そのとき気をつけるのが、近隣に住む妻の母親など「夫以外で保育能力を持つ人」とは絶対に一緒に行かないこと。区役所に「この人はいざとなれば保育園に入れなくても大丈夫」と思われる危険性があるとする。
妊娠安定期に入ったら、保育園見学を始めるとともに入園点数をあげるために準備を行う。認可保育園の入園選考は点数制で行われ、東京都の場合、両親ともにフルタイム勤務だと「20点+20点」で40点という具合だ。

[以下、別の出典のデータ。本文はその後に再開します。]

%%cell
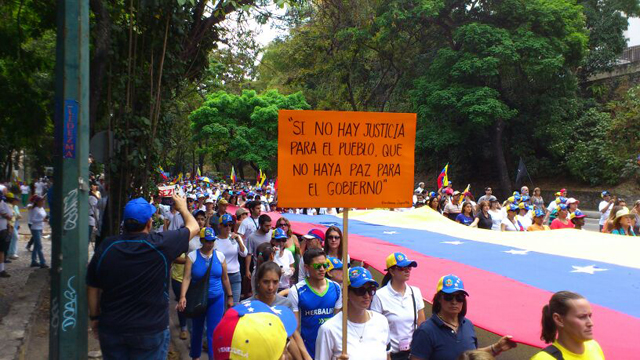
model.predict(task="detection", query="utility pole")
[49,0,89,360]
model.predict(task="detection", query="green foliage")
[189,90,311,171]
[579,0,640,78]
[258,0,430,111]
[566,108,624,185]
[0,0,55,179]
[411,0,588,181]
[567,86,640,185]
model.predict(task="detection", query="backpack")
[542,345,564,360]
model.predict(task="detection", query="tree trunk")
[493,119,511,198]
[89,0,111,134]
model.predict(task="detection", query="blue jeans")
[225,271,242,306]
[98,329,171,360]
[31,229,46,265]
[190,294,224,360]
[7,226,20,256]
[171,279,187,330]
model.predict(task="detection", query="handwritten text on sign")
[278,110,416,208]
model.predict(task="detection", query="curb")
[0,270,49,360]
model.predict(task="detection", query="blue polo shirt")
[87,228,189,334]
[411,314,478,360]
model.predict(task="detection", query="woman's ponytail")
[540,291,584,344]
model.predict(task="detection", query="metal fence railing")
[620,45,640,63]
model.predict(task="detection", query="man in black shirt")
[87,195,200,359]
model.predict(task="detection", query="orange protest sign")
[278,110,416,208]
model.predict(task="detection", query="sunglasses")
[442,293,467,302]
[311,263,329,270]
[349,286,377,296]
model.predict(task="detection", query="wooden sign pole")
[342,208,349,355]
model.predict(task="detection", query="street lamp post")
[49,0,89,360]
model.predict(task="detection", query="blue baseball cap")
[124,198,156,224]
[271,228,289,240]
[327,256,342,271]
[349,266,380,288]
[191,209,207,217]
[386,252,418,270]
[436,274,469,296]
[204,227,218,241]
[218,214,233,225]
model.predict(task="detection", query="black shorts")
[0,229,12,254]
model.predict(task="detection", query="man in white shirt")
[0,197,13,278]
[243,214,273,280]
[315,267,390,360]
[238,201,262,241]
[20,183,31,207]
[33,179,44,196]
[598,190,614,231]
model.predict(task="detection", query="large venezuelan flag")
[230,208,640,359]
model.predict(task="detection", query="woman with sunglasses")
[214,214,247,305]
[409,274,517,360]
[316,266,389,360]
[276,216,303,272]
[324,226,351,263]
[531,291,604,360]
[177,228,233,359]
[242,262,311,360]
[271,228,295,291]
[288,248,342,359]
[371,252,425,360]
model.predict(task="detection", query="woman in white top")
[215,214,247,305]
[271,228,295,292]
[500,204,526,231]
[315,266,389,360]
[371,252,426,360]
[29,196,49,269]
[489,196,504,231]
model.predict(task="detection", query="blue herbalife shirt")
[289,279,342,358]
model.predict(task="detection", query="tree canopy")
[189,90,311,177]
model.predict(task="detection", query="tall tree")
[90,0,300,233]
[189,90,310,178]
[0,0,55,179]
[412,0,587,194]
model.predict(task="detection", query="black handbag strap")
[200,249,216,280]
[407,285,418,331]
[542,345,564,360]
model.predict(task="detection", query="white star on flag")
[503,249,529,255]
[571,265,609,275]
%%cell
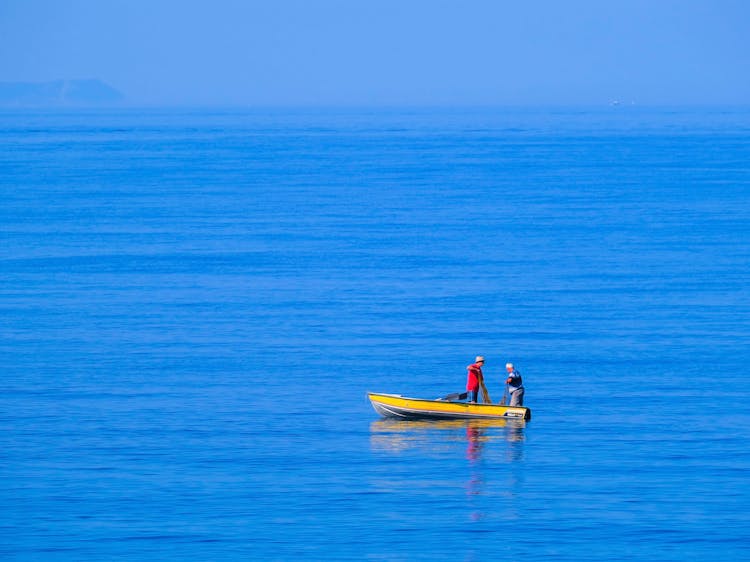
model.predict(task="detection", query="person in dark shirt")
[505,363,525,406]
[466,355,484,402]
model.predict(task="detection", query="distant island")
[0,80,124,107]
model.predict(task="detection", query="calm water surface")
[0,107,750,561]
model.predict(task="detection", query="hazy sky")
[0,0,750,105]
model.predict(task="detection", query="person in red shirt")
[466,355,484,402]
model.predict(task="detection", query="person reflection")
[466,423,484,463]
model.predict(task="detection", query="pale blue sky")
[0,0,750,105]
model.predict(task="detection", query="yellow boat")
[367,392,531,421]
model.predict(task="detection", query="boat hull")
[367,392,531,421]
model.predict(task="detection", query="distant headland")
[0,80,125,108]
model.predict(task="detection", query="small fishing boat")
[367,392,531,421]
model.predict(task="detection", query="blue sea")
[0,106,750,562]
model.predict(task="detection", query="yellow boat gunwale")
[367,392,531,421]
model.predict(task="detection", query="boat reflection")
[370,419,526,462]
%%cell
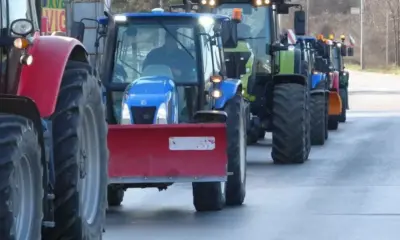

妻か夫が非正規雇用や在宅勤務だと点数が不足するので「あらゆる手段を通じてポイントを上げないと入園が難しい場合がある」と筆者は指摘する。点数を上げるために、偽装離婚や偽装別居、夫婦どちらかの近視や乱視がひどければ障がい者申請も検討したという。
「ふざけんなボケ!」家の隣の保育園に入れるだけで一家総動員
出産後は、子どもを連れて再び区役所詣を行う。筆者は退院の足で、生後7日の娘を連れて区役所に行き、「○○さんに子どもを見せに来ましたー」と顔と名前を刷り込ませた。かなりの徹底ぶりだ。合法的だが紹介できないような「裏技」も実施したそうだ。
その後、早めに入園書類を作成し、市役所の担当職員に不備がないか確認してもらう。点数アップ以外の施策がどの程度効いたかは不明だが、こうした活動を経て無事に希望の保育園に娘を入れることができた。しかし、筆者は「ふざけんなボケ!」と憤る。
「なんで、たかが家の隣にある普通の保育園(高級私立でもなんでもない)に娘を入れるだけのことで、こんな一家総動員体制を敷かなきゃならねえんだよクズが!」
保育に関しては、日本は「行政糞国家」だと指摘。子どもには教育を受けさせ、将来本人が希望すれば海外でも生きていけるようにしたい、と書いている。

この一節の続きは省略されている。